The murals express the residents’ feelings, wishes and desires and feature their pets and family members, the newspaper El Universal reported,

The overriding theme, El Universal said, is that the future can be better – the future can be what the residents painted.

Called Comunidad en Paz (Community at Peace), the mural project was supported by the Zacatecas government, the United Nations Office on Drugs and Crime, the Tomate artists’ collective and the paint company Comex.

In addition to representing hope for a better future, the murals also draw attention to problems that the neighborhoods suffer, such as drug consumption, violence, low levels of school attendance and teenage pregnancies, said Zacatecas Crime Prevention Undersecretary Armando García Neri.

One of the participants in the project was 59-year-old housewife Cipriana González. She collaborated with the artists David Hernández – or Dagos as he is known in the street art world – and Tomás Major to develop an idea for a mural that now adorns her home in Gavilanes.

The mural features González and her half-sister Cristina as young women as well as the former’s mother holding her favorite flower, an alcatraz, 0r calla lily. The painting of González’s mother was based on the only photo that González has of her.

Above the three women are two young boys, who were added on the suggestion of a neighbor who yearns for the days of her childhood. González has her hand on her heart in the mural, a reference to the two heart attacks she has suffered, and survived.

Females are the stronger sex but lack respect and opportunities, she told El Universal. Featuring women as protagonists in the new murals help to generate greater respect for them, González said.
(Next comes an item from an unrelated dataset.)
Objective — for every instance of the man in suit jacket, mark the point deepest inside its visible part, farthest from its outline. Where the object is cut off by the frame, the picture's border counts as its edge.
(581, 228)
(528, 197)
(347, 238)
She said that the mural project and the art it produced have helped to bring the local community closer together.

Since the mural was painted, people who she didn’t previously know have stopped her in the street to say hello, González said, adding: “It’s nice to see people are interested … I like making friends from this.”

Just a few kilometers from Gavilanes is Popular CTM, a Zacatecas city neighborhood where 26 murals were painted as part of the Comunidad en Paz project. One of the most eye-catching is a 15 by 12-meter mural featuring a young boy wearing a bonnet with elephant ears.

Also painted by Dagos, the mural is of the oldest son – now a grown man – of Lourdes Mendoza Pizarro, or Doña Lulú as she is known in the neighborhood. She told El Universal that she has seen people stopping in their cars to take photos of the mural since it was painted on her home late last year.

Local children, including Doña Lulú’s granddaughter, helped Hernández complete the work. Mendoza said that she hasn’t noticed a reduction in crime in Popular CTM but added that young people are not scrawling graffiti on the murals as they do on unadorned walls.

Violeta Zarco, a project coordinator at the United Nations Office on Drugs and Crime, said that it is too soon to say whether crime has dropped in the neighborhoods where the murals were painted. However, a change can already be seen in the people who live in them, she said, explaining that their confidence has grown.

Zacatecas Governor Alejandro Tello said that more work needs to be done to reduce crime but acknowledged the efforts of the people involved in the mural project. He said that his administration has invested 700 million pesos (US $37.8 million) in crime prevention strategies implemented by 22 different government agencies.

Dagos, the artist, conceded that murals can’t solve problems such as drug use and trash in the streets but said that the “visual gifs” could “empower” children and help steer them down a positive path in life.

The murals help them to know that they matter and feel that they are important to the barrio, or neighborhood, in which they live, he said.